Now, it wasn’t a complicated question, but I did pause before answering, considering that some sort of a punchline would follow. Or perhaps it was a trick question? Why would anyone ask that? I do the same thing with leftover salad that everyone does…I throw it in the garbage.
“Isn’t that what you do?” I asked.
“No, I flush it down the toilet.”
Another guest joined in and added, “I save it in the fridge and eat it the next day. I don’t mind soggy salad and won’t let food go to waste.”
An interesting debate ensued. Each of us defended our choice of what to do with leftover salad. Each of us referenced what our parents did with leftover salad. I was fascinated to realize that our decisions on how to proceed with even the simplest of tasks was determined more by the culture we were raised in and what we had been taught to do than something tweaking our senses to do it.
And defend our choices we did! There were certainly no angry words or fist fights of any sort, but we all felt compelled to stick up for our ways. Our very identities were at risk. What belonged to each of us was being challenged.

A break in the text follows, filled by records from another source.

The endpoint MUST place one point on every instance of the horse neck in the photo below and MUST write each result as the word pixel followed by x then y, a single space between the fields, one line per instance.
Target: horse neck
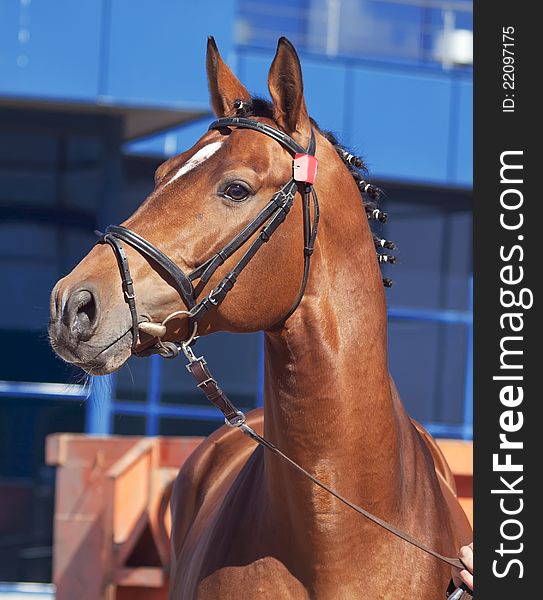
pixel 328 399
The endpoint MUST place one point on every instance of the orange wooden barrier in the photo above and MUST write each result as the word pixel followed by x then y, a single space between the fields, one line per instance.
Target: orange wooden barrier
pixel 111 526
pixel 111 529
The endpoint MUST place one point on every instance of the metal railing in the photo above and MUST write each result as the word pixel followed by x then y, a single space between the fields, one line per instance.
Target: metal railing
pixel 102 404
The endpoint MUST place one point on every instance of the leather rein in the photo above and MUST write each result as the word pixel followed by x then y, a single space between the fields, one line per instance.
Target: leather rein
pixel 266 223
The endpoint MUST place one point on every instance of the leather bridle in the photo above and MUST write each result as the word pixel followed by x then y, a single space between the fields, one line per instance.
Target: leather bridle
pixel 268 220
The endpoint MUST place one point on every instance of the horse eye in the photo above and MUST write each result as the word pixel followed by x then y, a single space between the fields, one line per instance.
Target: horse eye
pixel 236 191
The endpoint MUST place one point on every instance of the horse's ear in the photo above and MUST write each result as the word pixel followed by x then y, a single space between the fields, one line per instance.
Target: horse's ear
pixel 224 87
pixel 287 91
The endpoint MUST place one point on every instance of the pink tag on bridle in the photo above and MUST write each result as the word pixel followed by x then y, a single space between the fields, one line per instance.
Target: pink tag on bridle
pixel 305 168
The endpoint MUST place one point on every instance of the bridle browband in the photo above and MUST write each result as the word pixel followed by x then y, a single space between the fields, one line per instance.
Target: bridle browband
pixel 268 220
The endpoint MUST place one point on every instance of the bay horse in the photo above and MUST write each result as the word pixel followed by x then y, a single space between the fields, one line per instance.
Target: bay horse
pixel 244 524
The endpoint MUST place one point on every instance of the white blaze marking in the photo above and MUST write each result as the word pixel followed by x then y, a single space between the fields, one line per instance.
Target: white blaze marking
pixel 202 154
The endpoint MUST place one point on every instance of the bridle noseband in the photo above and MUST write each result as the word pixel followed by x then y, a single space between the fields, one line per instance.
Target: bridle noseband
pixel 267 220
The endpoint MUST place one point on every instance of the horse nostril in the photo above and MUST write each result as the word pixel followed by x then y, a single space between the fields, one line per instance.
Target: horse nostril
pixel 81 314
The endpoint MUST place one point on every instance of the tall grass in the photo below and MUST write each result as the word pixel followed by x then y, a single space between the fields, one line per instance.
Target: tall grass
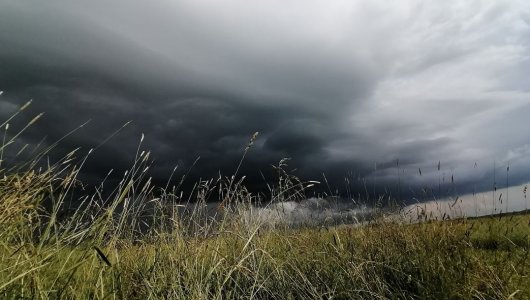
pixel 149 242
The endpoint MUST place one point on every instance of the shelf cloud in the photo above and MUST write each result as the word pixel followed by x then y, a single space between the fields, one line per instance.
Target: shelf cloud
pixel 366 89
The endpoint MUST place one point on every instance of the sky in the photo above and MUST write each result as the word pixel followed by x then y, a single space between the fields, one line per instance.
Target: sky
pixel 373 94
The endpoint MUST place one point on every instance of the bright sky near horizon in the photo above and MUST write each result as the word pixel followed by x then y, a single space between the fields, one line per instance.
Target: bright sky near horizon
pixel 345 88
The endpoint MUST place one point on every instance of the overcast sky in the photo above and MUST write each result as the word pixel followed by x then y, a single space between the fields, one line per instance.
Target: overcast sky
pixel 338 86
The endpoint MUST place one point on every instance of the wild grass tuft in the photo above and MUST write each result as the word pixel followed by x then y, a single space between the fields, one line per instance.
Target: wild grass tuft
pixel 147 242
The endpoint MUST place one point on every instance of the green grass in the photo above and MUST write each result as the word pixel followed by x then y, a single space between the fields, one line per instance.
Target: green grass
pixel 137 244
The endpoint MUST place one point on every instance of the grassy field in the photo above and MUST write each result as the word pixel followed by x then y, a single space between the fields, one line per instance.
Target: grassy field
pixel 142 243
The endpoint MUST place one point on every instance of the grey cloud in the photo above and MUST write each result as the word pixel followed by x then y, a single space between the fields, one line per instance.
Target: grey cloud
pixel 337 86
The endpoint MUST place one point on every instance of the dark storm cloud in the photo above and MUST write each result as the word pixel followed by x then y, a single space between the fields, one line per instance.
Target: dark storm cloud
pixel 340 87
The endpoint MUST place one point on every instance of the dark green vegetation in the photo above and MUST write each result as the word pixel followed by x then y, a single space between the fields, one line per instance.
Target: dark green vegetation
pixel 140 244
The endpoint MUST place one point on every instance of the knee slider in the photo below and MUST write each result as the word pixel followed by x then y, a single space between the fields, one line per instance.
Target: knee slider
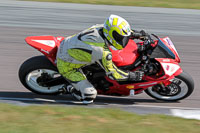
pixel 109 57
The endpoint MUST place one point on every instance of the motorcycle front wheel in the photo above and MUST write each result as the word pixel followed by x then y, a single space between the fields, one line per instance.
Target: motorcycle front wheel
pixel 40 76
pixel 181 87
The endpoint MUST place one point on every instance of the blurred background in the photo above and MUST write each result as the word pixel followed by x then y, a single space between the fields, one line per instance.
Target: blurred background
pixel 19 19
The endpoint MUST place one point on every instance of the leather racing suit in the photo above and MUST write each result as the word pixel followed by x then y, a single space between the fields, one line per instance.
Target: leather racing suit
pixel 85 48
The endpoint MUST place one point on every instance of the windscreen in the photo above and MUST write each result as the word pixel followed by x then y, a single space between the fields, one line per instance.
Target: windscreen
pixel 162 51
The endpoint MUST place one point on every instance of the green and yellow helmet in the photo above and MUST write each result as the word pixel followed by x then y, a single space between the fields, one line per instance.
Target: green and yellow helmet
pixel 117 31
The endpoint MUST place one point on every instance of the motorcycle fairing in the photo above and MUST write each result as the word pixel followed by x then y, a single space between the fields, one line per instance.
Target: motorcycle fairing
pixel 45 44
pixel 167 41
pixel 126 56
pixel 170 66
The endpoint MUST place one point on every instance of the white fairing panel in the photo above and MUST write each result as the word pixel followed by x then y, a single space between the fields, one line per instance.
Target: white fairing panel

I recently wrote a story commemorating the anniversary of the earthquake that “hit” Roatan. I put the word hit in quotations because a similar debate ensued when I used that word to describe the event. Someone who wasn’t on Roatan the day of the earthquake corrected my reference, stating that from a scholastic point of view, Roatan was not hit by an earthquake. Many of the people on the Island that earthshaking day joined in to verbally defend the description of the experience, as a hit. Through a simple grammatical correction, what we had gone through was being denied.
So what the heck does that have to do with leftover salad or life on a tropical Island in the Caribbean Sea? (I used to call it the Caribbean ocean; that too was corrected by the same person. I grew up in Canada, we have oceans around us, not seas…it’s what I’m use to saying.)

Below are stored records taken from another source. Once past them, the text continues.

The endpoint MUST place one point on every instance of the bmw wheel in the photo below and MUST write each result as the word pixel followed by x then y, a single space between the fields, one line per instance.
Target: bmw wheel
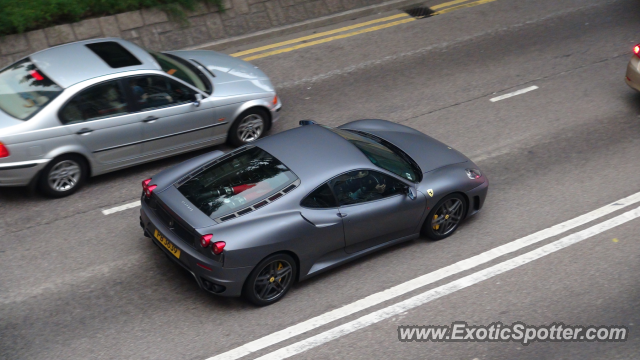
pixel 270 280
pixel 63 176
pixel 248 127
pixel 445 217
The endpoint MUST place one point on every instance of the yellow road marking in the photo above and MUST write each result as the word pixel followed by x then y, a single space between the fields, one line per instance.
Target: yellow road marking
pixel 449 6
pixel 475 3
pixel 450 3
pixel 293 41
pixel 300 46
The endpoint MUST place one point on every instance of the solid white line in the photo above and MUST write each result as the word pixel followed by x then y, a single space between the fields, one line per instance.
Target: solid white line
pixel 521 91
pixel 121 207
pixel 423 280
pixel 449 288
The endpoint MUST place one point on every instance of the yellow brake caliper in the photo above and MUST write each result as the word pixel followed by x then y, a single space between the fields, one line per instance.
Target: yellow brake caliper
pixel 280 268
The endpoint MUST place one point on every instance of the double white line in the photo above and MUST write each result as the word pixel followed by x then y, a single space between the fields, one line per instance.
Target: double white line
pixel 432 277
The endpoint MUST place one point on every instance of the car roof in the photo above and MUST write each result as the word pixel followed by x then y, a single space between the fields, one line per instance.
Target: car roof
pixel 72 63
pixel 314 153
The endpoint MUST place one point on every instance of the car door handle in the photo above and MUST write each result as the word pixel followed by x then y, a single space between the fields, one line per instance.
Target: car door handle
pixel 84 131
pixel 150 119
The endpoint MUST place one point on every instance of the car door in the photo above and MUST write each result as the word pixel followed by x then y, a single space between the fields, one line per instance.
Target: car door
pixel 375 209
pixel 320 210
pixel 100 118
pixel 170 115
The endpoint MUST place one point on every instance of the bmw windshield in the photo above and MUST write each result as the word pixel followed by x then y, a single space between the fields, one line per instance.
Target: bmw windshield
pixel 25 90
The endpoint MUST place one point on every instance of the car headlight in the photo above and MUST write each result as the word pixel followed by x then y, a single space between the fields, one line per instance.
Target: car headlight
pixel 473 174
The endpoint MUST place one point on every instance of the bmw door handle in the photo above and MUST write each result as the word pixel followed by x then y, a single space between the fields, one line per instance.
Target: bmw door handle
pixel 84 131
pixel 150 119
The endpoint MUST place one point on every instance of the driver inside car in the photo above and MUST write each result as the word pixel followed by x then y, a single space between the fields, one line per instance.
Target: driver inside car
pixel 360 186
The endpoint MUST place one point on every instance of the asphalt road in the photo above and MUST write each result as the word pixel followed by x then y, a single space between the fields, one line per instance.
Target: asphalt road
pixel 76 284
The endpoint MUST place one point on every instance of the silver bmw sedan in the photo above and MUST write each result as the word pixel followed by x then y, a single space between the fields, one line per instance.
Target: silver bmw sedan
pixel 95 106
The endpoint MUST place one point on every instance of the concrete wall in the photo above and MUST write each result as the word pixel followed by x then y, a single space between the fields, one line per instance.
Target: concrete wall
pixel 152 29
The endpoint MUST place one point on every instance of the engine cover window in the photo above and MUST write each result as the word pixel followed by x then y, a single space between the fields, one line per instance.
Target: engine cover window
pixel 240 181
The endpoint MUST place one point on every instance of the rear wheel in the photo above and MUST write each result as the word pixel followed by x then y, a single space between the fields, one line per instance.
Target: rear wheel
pixel 445 217
pixel 248 127
pixel 63 176
pixel 270 280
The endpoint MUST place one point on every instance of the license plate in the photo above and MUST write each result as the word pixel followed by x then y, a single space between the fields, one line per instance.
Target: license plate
pixel 166 243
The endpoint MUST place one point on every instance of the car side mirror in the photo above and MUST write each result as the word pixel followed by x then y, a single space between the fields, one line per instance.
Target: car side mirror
pixel 411 193
pixel 197 99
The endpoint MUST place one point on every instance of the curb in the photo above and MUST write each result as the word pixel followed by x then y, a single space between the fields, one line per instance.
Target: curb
pixel 305 25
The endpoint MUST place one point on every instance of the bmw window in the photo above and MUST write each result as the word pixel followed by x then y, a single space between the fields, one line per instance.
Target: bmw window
pixel 236 182
pixel 25 90
pixel 153 91
pixel 183 70
pixel 100 101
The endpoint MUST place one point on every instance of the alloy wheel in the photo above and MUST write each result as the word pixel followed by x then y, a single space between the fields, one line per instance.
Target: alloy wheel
pixel 64 175
pixel 250 128
pixel 273 280
pixel 447 217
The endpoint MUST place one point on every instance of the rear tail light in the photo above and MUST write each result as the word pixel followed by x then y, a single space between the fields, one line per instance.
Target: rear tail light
pixel 4 152
pixel 148 189
pixel 205 240
pixel 217 247
pixel 37 75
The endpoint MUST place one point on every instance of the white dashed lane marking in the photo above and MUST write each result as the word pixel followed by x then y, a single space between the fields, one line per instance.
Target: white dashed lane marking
pixel 121 208
pixel 515 93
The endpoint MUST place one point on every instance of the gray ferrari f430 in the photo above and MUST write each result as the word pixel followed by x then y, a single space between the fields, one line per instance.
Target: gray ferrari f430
pixel 289 206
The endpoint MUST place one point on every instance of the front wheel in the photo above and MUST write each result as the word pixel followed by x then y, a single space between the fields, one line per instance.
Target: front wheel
pixel 445 217
pixel 270 280
pixel 63 176
pixel 248 127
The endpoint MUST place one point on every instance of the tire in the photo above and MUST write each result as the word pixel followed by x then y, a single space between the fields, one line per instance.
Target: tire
pixel 265 286
pixel 443 220
pixel 63 176
pixel 248 127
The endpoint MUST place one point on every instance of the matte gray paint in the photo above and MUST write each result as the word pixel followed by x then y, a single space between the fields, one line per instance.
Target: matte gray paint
pixel 316 237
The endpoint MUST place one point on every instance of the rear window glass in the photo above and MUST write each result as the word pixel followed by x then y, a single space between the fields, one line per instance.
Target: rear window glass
pixel 25 90
pixel 237 182
pixel 114 54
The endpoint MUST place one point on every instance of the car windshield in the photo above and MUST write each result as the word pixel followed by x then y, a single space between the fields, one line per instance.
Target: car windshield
pixel 25 90
pixel 234 183
pixel 183 70
pixel 382 154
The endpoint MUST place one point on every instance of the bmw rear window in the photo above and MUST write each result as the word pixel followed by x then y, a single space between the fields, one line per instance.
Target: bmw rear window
pixel 237 182
pixel 114 54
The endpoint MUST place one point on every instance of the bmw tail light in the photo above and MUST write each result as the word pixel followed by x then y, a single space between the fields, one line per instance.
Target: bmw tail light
pixel 205 240
pixel 148 189
pixel 217 247
pixel 4 152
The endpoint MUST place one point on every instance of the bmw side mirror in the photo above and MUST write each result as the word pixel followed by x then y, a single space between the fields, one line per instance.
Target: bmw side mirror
pixel 411 193
pixel 197 99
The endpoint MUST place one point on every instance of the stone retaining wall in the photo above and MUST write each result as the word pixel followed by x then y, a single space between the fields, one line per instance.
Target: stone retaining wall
pixel 152 28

I have come to call Roatan home. I brought my traditions, my cultural background (I’m a Heinz 57 so it would be impossible to pin it down to anything specific) and my learned behaviours. Once here, I encountered ways of doing things and ways of living that are foreign to me. But what I do is foreign to them too.

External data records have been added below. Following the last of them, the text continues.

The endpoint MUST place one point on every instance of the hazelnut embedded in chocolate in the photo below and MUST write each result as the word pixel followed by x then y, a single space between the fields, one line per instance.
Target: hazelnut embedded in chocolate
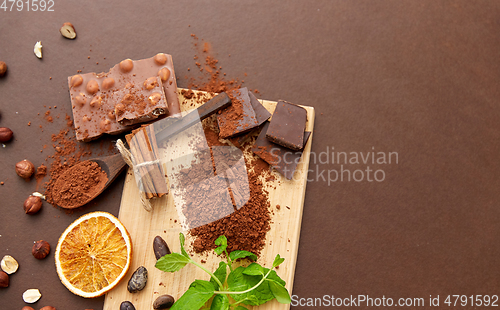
pixel 92 87
pixel 25 169
pixel 128 98
pixel 96 102
pixel 126 65
pixel 164 74
pixel 150 83
pixel 3 68
pixel 108 83
pixel 154 98
pixel 80 99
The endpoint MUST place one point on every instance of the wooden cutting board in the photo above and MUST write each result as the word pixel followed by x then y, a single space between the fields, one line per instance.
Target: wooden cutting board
pixel 143 226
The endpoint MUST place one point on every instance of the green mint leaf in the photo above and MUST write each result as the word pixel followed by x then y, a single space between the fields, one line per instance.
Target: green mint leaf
pixel 238 281
pixel 274 276
pixel 279 292
pixel 222 243
pixel 182 240
pixel 172 262
pixel 254 269
pixel 234 255
pixel 195 297
pixel 220 302
pixel 220 273
pixel 277 261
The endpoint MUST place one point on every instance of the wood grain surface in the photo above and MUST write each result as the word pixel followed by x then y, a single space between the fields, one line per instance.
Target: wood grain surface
pixel 143 226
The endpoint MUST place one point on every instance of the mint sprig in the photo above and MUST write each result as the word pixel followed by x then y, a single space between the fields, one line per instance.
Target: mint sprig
pixel 252 285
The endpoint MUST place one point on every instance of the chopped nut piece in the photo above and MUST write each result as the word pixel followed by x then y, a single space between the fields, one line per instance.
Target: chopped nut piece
pixel 31 296
pixel 68 31
pixel 38 49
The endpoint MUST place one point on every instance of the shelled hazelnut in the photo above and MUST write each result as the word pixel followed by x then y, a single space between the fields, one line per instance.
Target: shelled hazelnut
pixel 40 249
pixel 4 279
pixel 5 134
pixel 3 68
pixel 25 169
pixel 32 205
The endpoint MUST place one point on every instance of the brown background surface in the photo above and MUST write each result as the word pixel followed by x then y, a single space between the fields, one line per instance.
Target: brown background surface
pixel 415 77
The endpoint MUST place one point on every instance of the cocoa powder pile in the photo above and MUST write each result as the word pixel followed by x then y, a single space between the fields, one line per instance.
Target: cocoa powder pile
pixel 246 227
pixel 78 185
pixel 67 154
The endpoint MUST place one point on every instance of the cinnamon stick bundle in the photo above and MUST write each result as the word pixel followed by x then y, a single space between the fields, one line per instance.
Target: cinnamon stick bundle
pixel 142 143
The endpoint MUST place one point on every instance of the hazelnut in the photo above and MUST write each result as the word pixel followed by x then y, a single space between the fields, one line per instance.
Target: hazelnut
pixel 4 279
pixel 164 74
pixel 9 264
pixel 25 169
pixel 68 31
pixel 5 134
pixel 31 295
pixel 32 205
pixel 40 249
pixel 92 87
pixel 3 68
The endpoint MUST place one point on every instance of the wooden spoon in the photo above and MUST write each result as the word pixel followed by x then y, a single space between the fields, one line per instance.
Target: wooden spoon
pixel 111 165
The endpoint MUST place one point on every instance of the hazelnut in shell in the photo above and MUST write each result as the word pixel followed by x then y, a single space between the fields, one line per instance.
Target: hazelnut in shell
pixel 32 205
pixel 3 68
pixel 40 249
pixel 25 169
pixel 5 134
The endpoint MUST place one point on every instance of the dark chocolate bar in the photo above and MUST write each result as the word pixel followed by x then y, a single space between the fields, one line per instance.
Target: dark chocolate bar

Instead of rushing to defend my point of view, or feeling threatened by someone else’s, I think I’ll work on appreciating hearing and seeing different way of doing things, and be grateful that there are some things I might want to adopt to enhance my life, my daily existence.
Maybe, I’ll even become more…worldly.
As for the earthquake, it was an experience I hope to never repeat. But it did give those of us who were on Roatan when it hit a special connection to each other, a common thread, a bond.
So what do you do with leftover salad?